Wed, Dec 16, 2009
Hearing of Livingstone, a small town in Zambia near Victoria Falls, reminds me of my childhood days in Scotland. I am not talking crap. This town was named after a missionary, Dr. David Livingstone, who was born in Blantyre in Scotland, which is coincidently my birth place as well. I sometimes marvel at the development in technology and human behavior that took place in the past couple of centuries. Dr. David was the first white ever to watch the ‘Smoke that Thunders’, the ancient name of Victoria Falls (See, I told you. Even the name has been changed). And now, thousands of people including whites travel to watch the thundering smoke.
The last time when I visited this cascading falls, I halted for 2 days at The Zambezi Sun Hotel built nearby, not because of its exquisiteness but due to its oddity. Why odd? The hotel is nothing but a ring of chalets encircling the open-air pool, restaurants, bars, and shops. I stopped worrying after being food-plundered twice by the monkeys that wandered in the ground and over my chalet. Zebras standing besides watched me and grinned silently. A Zambian band performed live music every night that was so loud that people couldn’t sleep even in the chalets. So they forcibly had to come out and attend the concert.
I have seen 2 major waterfalls in my lifetime: Victoria and Niagara. Niagara, to me, seemed more influential simply due to the amount of water thundering over the crimson crags. However, Victoria is not as powerful as Niagara but is less commercialized and displays more natural magnificence than Niagara. Some unendorsed guides offered a walking tour to the desolate land of Livingstone Island that was in the center of Zambezi River very close to the plunging water. Being quite adventurous I took the rope walk to the island. Later, I found the sign “Beware of Crocodiles”, which made me wrathful and I didn’t pay the guide. This kind of walk is not at all recommended and is quite precarious and perilous.
Although not so rich country, Zambia seemed to me quite a pleasing place, unlike its southern neighbor, Zimbabwe. Some years ago I took a day tour through the border to watch the falls from the other side. I entered a town and hired a cab who asked questions more than my boss. He was shocked to know that I am a British visitor and warned me to be careful. He said “Zimbabwe was once a good place, not anymore”. I told him that I am quite informed and regularly watch television news and read newspapers except since last week as I was traveling to various locations. He smiled and quietly informed that last morning, Zimbabwe had been separated from the British Commonwealth. I looked at my face in the rare view mirror. I looked very much British.

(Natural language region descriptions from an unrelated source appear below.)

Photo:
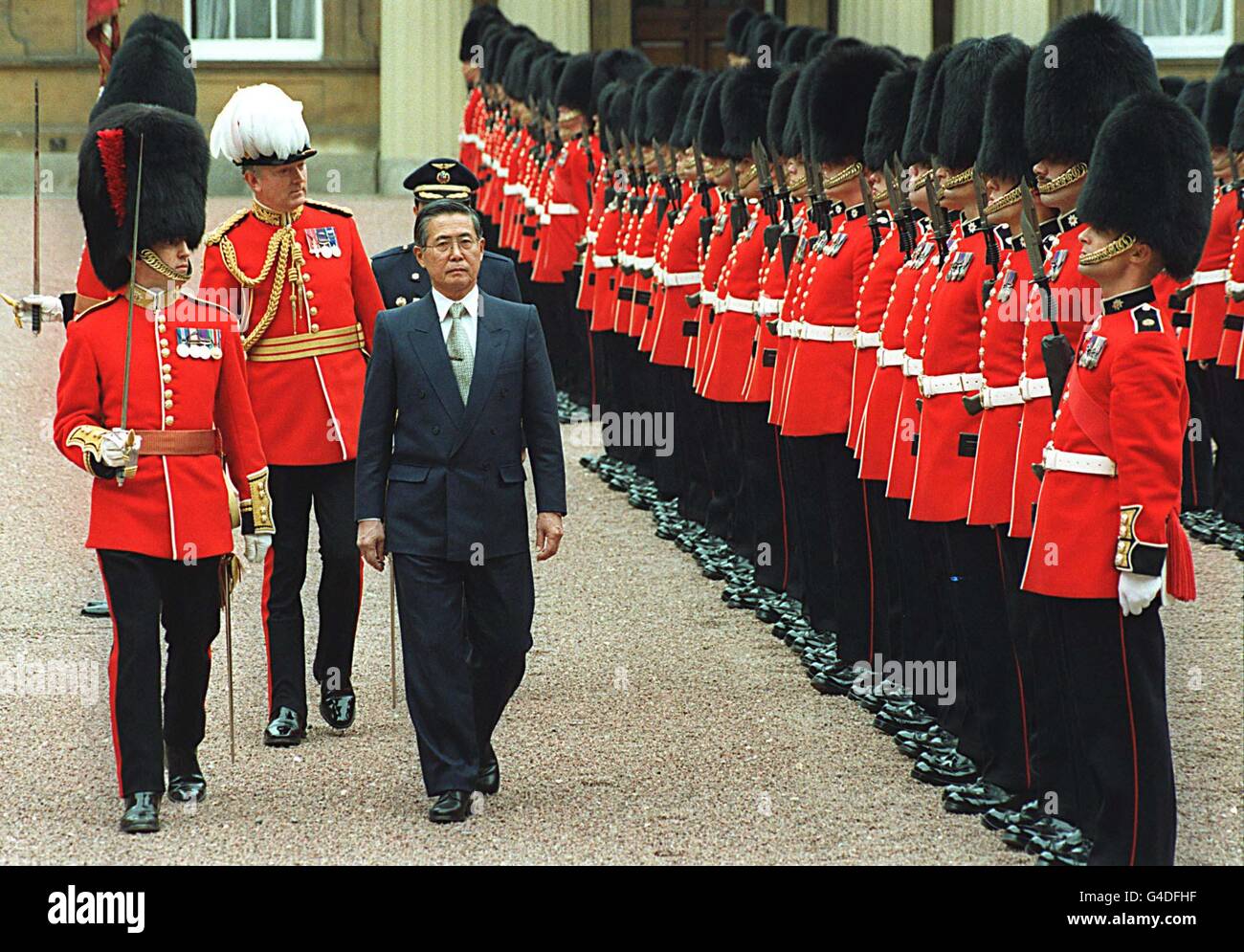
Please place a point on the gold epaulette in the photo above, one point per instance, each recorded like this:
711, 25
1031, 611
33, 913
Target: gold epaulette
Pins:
227, 227
328, 207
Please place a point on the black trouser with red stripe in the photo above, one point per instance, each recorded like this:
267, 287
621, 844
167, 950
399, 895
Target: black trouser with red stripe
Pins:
144, 594
330, 489
1121, 741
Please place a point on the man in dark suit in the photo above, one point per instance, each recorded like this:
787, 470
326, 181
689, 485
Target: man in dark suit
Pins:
401, 277
458, 382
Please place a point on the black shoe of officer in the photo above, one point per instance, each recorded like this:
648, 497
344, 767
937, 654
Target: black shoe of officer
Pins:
96, 609
142, 812
490, 775
451, 807
284, 729
337, 708
186, 781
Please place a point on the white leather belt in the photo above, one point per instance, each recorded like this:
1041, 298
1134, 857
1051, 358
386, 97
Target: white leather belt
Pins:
678, 278
890, 356
742, 305
826, 332
940, 384
1089, 463
1033, 387
1000, 397
1218, 277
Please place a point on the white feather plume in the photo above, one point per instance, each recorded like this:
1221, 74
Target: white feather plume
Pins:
259, 121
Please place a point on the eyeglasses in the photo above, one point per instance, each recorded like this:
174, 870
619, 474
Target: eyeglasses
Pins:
443, 247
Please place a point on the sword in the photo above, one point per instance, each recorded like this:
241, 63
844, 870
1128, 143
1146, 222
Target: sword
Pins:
1056, 350
127, 469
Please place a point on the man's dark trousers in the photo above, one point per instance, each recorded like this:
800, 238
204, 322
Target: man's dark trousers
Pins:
465, 634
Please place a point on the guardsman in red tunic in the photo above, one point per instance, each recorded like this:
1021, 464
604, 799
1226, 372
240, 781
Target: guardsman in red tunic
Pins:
834, 91
152, 394
1107, 539
298, 277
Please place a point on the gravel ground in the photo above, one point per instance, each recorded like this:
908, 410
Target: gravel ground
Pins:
655, 725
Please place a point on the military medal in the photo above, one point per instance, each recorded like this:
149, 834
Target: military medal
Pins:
1094, 347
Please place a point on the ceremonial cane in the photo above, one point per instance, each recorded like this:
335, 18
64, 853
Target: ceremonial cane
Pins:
392, 633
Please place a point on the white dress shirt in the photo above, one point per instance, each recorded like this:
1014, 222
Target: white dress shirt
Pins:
469, 322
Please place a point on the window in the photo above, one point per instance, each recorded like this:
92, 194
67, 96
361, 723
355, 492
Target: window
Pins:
1178, 29
255, 29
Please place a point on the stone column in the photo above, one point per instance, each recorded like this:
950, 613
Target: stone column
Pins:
422, 90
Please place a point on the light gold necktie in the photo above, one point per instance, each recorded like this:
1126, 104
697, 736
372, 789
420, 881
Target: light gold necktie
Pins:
460, 357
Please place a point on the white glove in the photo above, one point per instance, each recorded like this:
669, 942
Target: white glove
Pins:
1136, 591
112, 448
256, 546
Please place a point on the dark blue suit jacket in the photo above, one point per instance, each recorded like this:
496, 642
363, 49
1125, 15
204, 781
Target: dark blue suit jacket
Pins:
403, 280
446, 476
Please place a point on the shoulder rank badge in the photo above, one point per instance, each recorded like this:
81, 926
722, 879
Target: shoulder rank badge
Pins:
1095, 344
1056, 260
958, 266
322, 241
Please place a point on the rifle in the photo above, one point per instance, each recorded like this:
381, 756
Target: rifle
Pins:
1056, 350
704, 187
871, 208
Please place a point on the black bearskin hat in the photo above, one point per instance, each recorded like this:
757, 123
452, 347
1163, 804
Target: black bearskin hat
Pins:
838, 94
666, 102
148, 69
712, 131
922, 95
1139, 179
887, 117
174, 183
745, 108
959, 100
1002, 139
1078, 71
575, 86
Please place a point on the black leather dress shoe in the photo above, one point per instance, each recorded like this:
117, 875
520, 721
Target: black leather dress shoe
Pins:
489, 777
142, 812
96, 609
451, 807
186, 781
337, 708
284, 729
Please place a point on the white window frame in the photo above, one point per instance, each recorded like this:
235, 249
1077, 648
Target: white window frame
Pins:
250, 49
1192, 48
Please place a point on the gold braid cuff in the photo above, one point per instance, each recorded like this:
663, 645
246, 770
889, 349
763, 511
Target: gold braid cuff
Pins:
846, 174
1105, 253
1004, 201
1077, 172
959, 178
281, 248
257, 510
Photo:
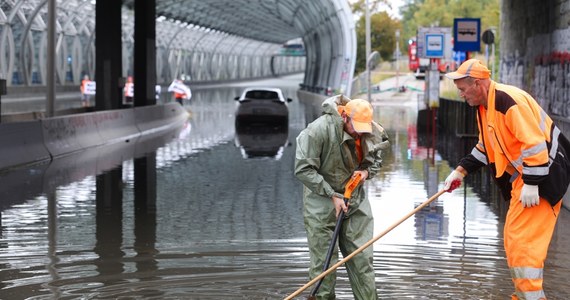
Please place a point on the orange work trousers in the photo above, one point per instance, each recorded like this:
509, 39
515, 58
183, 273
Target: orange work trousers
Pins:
527, 236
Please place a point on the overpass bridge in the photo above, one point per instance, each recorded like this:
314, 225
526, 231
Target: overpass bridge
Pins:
157, 41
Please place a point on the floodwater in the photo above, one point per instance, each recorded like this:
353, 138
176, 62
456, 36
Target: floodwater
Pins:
227, 224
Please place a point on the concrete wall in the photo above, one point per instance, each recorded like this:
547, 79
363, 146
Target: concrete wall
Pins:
25, 143
535, 51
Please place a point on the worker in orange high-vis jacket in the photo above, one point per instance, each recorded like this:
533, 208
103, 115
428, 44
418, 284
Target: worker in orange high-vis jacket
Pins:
527, 155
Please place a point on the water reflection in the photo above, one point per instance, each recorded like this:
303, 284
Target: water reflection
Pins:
211, 225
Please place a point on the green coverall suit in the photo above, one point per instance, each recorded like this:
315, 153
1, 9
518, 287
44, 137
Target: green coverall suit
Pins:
324, 161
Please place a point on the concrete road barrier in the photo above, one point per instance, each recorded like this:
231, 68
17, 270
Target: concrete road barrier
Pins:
29, 142
67, 134
22, 143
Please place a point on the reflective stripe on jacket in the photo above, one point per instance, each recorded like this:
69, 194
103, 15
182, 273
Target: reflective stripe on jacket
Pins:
516, 137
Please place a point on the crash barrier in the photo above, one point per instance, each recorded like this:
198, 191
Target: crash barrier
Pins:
22, 143
42, 140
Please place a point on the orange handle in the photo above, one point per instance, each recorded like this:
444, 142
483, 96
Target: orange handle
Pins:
352, 184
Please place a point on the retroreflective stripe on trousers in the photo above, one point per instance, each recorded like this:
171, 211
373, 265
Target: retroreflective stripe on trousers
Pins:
528, 232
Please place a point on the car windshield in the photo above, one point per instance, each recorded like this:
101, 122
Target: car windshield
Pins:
259, 94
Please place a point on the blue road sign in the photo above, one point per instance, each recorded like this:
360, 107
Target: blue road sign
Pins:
467, 34
434, 45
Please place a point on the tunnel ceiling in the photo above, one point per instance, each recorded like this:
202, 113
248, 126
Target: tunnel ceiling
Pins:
274, 21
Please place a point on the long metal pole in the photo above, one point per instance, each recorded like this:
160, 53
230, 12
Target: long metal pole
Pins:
397, 59
366, 245
368, 49
51, 59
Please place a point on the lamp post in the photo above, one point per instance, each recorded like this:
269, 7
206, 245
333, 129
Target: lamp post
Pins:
368, 47
397, 58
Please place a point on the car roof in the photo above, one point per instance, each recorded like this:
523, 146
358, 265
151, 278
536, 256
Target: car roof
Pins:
266, 89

On my way to the falls, a policeman interrupted me and asked for a £30 ‘gift’ for entering the fallaciously privileged country. Obviously, I couldn’t deny the inducement and paid him off. When I reached Southern Rodesia near the First Gorge out of the famous seven gorges, two healthy people asked for some funds on behalf of the third blind one. I could have given some pounds as donation, but they seemed to be threatening me rater than begging. I avoided them and continued walking, but baddies are always baddies. They snatched my bag and disappeared. Luckily, the bag contained only some travel equipments. My passport, money, and cards were in my wallet. Undoubtedly the panoramas of Victoria Falls were fabulous from Zimbabwe, but the experience was quite depressing. I wandered around the place and next day went to the island of Livingstone (this time from Zimbabwe). I saw the Statue of David Livingstone, thought about my childhood days and smiled probably for the first time since I entered Zimbabwe. No more dreadful incidents took place, but the ambiance was manifestly ruined, at least for me. While returning, I once lost my way. However, I avoided contacting the policeman standing nearby who would help me in no way except making me £40 poorer.
Later when I went home and watched the TV news, I heard Robert Mugabe uttering lividly against the British Government, I realized that I was in the wrong place at an erroneous time.
I have seen Victoria Falls thrice in my lifetime (because of its relation with my childhood), twice from Zambia, once from Zimbabwe as it gushes between them. However, I would recommend Zambia as the ideal location to watch the awe-inspiring falls.